ブルーの命を少しでも長くと、ソルジャーの代わりに出来る仕事は何があるかと。
実際の所、ブルーが担わねばならぬ役目は無いも同然だったから。
白い鯨となったシャングリラでは、全てが上手く運んでいたから。結論としては、アルテメシアから離れなければ安全だろう、ということになった。

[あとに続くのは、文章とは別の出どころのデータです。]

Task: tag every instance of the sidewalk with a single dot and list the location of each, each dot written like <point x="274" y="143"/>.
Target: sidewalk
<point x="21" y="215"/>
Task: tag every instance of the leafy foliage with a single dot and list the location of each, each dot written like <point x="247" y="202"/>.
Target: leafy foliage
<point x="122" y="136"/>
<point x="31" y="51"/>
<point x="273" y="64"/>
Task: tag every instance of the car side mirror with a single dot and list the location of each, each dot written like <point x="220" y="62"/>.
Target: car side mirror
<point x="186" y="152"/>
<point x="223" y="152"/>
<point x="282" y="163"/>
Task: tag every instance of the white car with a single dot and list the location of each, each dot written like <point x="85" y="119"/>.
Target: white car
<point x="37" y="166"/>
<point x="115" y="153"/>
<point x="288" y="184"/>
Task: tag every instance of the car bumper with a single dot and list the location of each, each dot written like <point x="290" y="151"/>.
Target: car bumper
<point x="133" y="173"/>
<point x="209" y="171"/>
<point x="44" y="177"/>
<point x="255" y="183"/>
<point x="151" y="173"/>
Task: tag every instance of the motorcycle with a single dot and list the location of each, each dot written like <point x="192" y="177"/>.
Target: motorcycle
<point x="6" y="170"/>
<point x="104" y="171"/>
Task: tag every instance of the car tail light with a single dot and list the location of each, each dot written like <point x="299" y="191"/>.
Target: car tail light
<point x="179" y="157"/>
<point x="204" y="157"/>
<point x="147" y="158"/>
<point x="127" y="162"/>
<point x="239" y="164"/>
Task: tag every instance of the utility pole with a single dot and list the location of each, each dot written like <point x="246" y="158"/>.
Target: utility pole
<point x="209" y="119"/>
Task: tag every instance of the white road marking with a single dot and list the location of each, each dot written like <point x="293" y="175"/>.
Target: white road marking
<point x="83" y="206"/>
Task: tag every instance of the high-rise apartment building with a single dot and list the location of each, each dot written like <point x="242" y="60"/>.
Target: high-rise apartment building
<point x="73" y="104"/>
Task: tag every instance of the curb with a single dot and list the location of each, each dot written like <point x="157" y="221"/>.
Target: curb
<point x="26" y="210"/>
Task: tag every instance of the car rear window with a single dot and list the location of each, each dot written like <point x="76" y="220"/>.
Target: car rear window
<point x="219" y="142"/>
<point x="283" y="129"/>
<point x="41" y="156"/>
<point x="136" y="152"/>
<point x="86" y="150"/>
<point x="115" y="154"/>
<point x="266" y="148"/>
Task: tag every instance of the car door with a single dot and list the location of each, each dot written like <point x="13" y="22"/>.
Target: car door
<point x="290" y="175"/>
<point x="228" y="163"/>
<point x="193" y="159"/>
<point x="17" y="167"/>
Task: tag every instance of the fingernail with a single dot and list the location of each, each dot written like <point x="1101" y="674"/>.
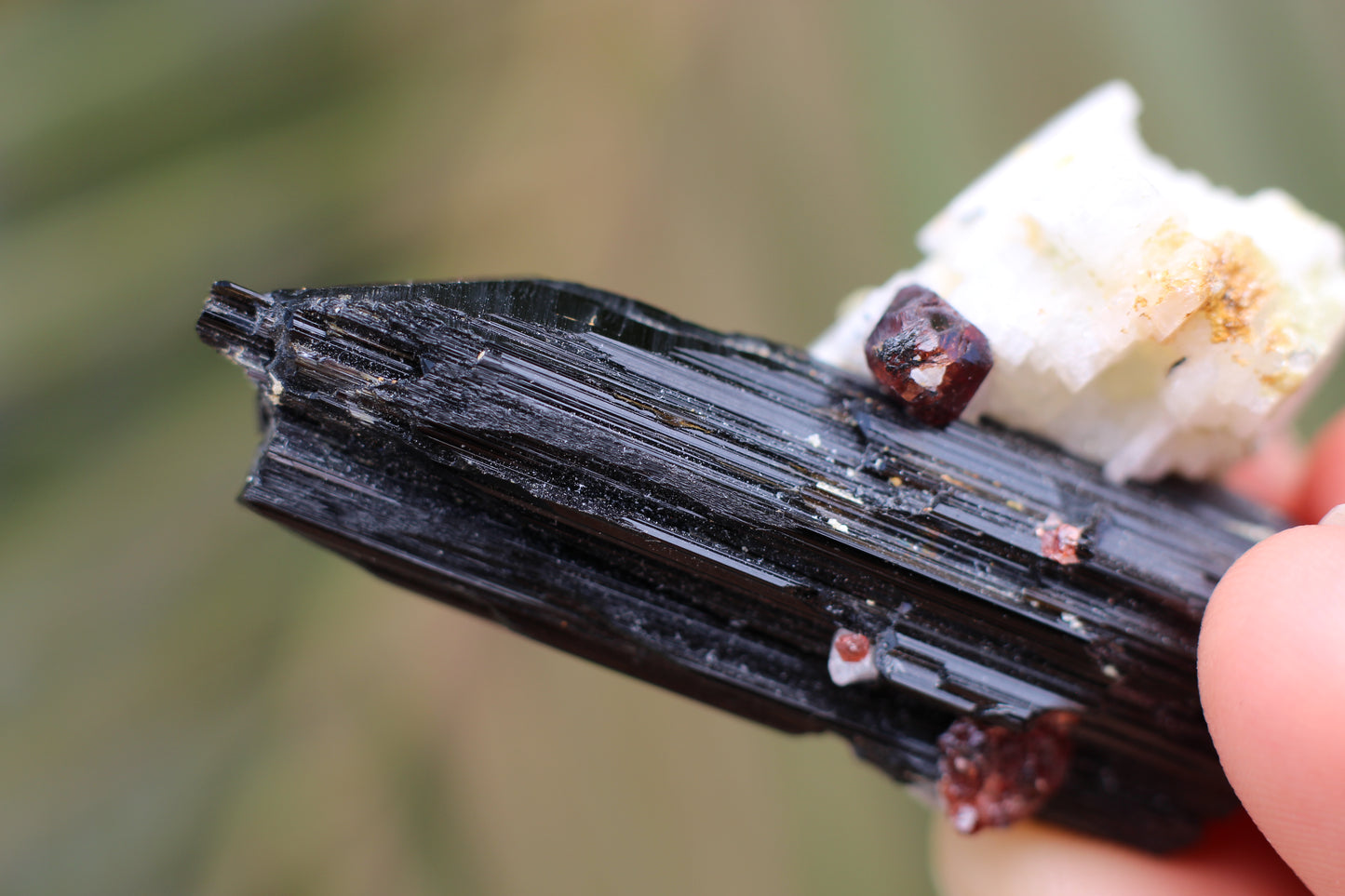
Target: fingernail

地球を目指すことは諦めざるを得ないが、皆の安全が第一だから、と。
そうしてシャングリラは守りの姿勢に入ったけれど。
ソルジャー不在の時代に備えて、地球へ向かう夢を封印する道が選ばれたけれど。
そんな中で床に臥せりながらも、ブルーは未来を見付け出した。
ミュウの未来を照らす光を、自分の代わりに仲間たちを導く希望の星を。
アルテメシアで養父母としての登録を済ませた夫妻に託された子供。
太陽のように輝く金髪の赤子、緑の瞳の健康なジョミー・マーキス・シン。
(…彼に託そう、ミュウの未来を)
今はまだ、人工子宮から取り出されたばかりの赤ん坊だけれど。
彼ならばきっと、自分の跡を継いでくれるだろう。ソルジャーの務めを果たせるだろう。
(…彼を迎えるまで、ぼくの命が消えずに済んだらいいのだけれど…)
そうすれば地球への道も開ける、自分の意志を、思いを伝えられたなら。
シャングリラを青い地球へと導いてくれと、ジョミーに直接、語れたならば。
(…それが出来れば、本当に…)
心残りは無いのだけれど、と思うけれども、そればかりは意のままになりはしないから。
運に任せておくよりはなくて、神に祈るしか出来ないけれど…。
(…ぼくは行けるんだよ、ハーレイと二人で)
命の灯が消えてしまっても。このシャングリラからいなくなっても。
ハーレイはシドに船を託した。次のキャプテンを密かに決めた。
だから、何処へまでも二人、共にゆける。
命尽きる時にも、ハーレイと共に。
焦がれ続けた青い地球には辿り着けなくても、ハーレイと二人で旅立とう。
白いシャングリラを離れて、遠くへ。
未だ見ぬ世界へ、目では見られぬ遠い世界へ。
もしも、その世界で飛べるのならば。
ハーレイと二人、魂となって翼を広げて飛んでゆきたい。
シャングリラよりも先に青い地球まで、夢に見続けた青い母なる星まで…。
悲しみの予兆・了
※前のブルーが「命の終わり」を悟った時。青い地球を肉眼で見られる時は来ない、と。
それよりも辛かったのが、ハーレイとの別れ。そして「共に」と言ってくれたハーレイ。